それからどれだけ経ったか。急にフィンレイが手を止めたんだ。そして、おかしかった時のように顔を歪めて。
「いまさら攻撃してきますか」
そう言ったの。それとほぼ同時に鳥が大きく、
『ピギャアァァァッ!!』
と鳴き、屋根に突撃してきたんだ。それと同時に、炎が一面に広がって、私は目を瞑ったよ。だけどすぐに、
『ぴぃっ!!』
と声が聞こえて、私は慌てて目を開けて振り向いた。
私のすぐ後ろには部屋があり、壁は半分ほど崩れていてね。その崩れた壁のところまで、下がって逃げていた私。
その隣の部屋から、何とピィ君が飛んできて。フィンレイの攻撃でも壊れなかった結界を通り抜け、まっすぐに私の胸へと飛び込んできたんだ。そんなピィ君を、抱きしめる私。

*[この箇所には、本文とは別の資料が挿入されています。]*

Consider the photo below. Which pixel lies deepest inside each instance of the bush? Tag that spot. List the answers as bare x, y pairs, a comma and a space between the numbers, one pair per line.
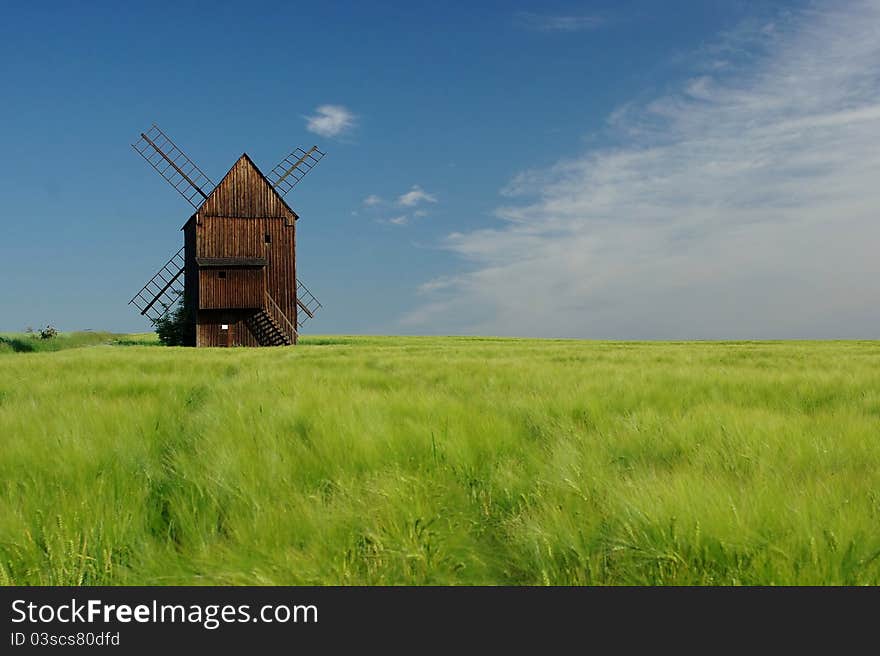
174, 327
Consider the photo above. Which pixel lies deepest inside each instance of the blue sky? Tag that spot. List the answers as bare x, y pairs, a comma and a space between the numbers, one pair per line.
603, 170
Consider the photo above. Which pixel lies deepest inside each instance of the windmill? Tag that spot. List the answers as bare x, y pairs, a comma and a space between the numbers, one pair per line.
236, 272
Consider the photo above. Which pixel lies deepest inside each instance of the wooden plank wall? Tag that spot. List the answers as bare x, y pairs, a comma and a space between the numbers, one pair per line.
243, 287
210, 332
190, 280
234, 222
244, 192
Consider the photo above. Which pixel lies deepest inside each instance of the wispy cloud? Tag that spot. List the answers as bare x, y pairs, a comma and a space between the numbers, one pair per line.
743, 205
401, 220
331, 121
558, 23
415, 196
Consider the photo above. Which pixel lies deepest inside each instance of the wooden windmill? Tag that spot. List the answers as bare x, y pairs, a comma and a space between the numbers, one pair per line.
238, 261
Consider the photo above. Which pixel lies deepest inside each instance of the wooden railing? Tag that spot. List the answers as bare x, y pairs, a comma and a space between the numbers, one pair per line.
280, 319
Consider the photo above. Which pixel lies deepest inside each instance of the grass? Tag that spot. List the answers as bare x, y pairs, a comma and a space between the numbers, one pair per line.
397, 460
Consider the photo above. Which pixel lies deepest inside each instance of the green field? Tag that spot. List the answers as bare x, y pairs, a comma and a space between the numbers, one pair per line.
403, 460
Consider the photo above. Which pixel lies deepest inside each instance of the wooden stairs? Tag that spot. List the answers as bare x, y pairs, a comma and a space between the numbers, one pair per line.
271, 326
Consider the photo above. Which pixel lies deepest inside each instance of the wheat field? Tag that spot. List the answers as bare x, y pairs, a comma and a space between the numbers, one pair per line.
423, 460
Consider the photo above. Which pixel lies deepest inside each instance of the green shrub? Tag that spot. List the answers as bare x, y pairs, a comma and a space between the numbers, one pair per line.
174, 327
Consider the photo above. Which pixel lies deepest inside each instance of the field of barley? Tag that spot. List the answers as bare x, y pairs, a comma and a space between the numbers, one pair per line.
420, 460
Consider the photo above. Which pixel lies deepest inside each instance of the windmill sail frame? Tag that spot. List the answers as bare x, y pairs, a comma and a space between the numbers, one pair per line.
174, 166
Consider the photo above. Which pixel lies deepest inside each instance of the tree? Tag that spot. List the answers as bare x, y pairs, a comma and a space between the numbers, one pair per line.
173, 328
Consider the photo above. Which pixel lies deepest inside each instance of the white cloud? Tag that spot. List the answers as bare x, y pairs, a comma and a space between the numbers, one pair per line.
330, 121
415, 196
558, 23
743, 206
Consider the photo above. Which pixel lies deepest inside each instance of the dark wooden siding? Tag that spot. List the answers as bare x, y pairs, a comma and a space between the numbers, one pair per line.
190, 281
234, 223
241, 288
211, 333
244, 193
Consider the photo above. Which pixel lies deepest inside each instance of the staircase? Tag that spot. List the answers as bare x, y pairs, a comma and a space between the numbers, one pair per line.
267, 332
271, 327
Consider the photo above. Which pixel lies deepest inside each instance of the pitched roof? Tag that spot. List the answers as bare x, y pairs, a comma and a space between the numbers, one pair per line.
223, 202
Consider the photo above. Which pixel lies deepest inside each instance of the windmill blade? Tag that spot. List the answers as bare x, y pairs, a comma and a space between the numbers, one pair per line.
306, 302
173, 165
293, 168
163, 290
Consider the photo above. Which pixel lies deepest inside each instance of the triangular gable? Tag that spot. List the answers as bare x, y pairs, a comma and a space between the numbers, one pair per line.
245, 192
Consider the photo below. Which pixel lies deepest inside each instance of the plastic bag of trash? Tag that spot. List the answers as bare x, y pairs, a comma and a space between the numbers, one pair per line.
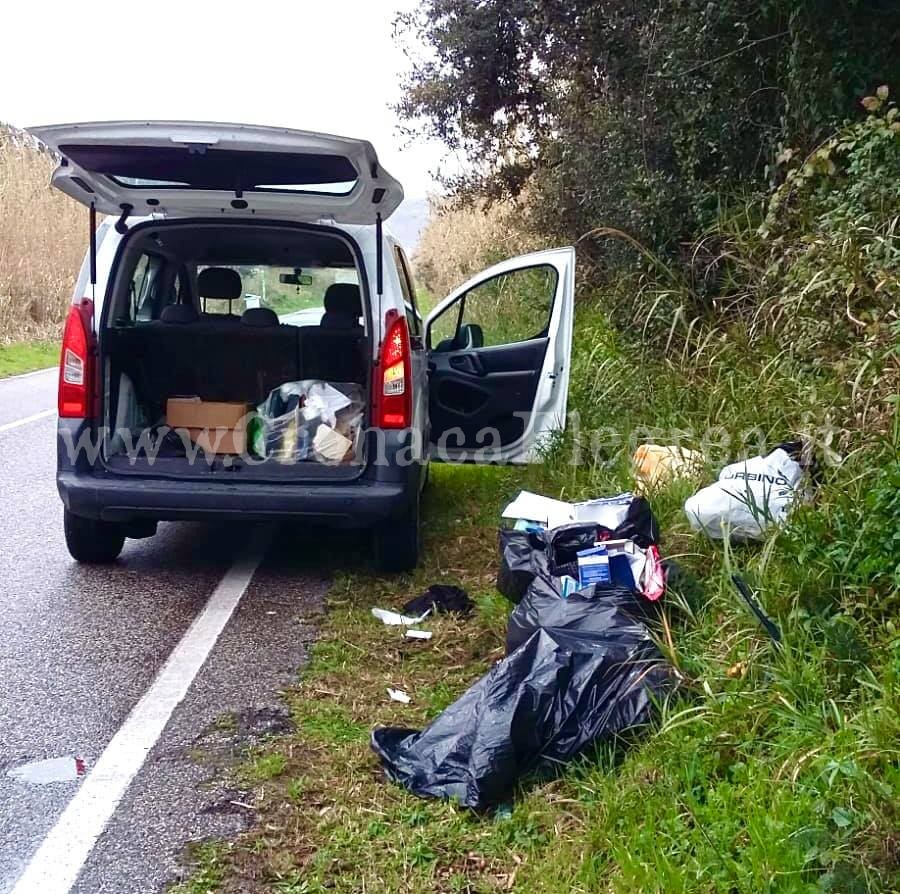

「ぴぃくん!! どちてここにいるの!? しょれにけっかいは?」
『ぴぴぴーっ!!』
「あの鳥はどこへ? 今の攻撃で、周りは全部やられてしまいましたかね。それに……」
フィンレイが何とも言えない、笑い顔を浮かべながら、
「あなたを助けに、野蛮で下級の生き物が来たみたいですよ」
そう、私に言ってきて。そして、その言葉が終わると同時に、
「リア!!」
「無事か!?」
総団長さんたちが、板のはまっていない窓や、ボロボロの壁を破りながら、建物に入ってきたんだ。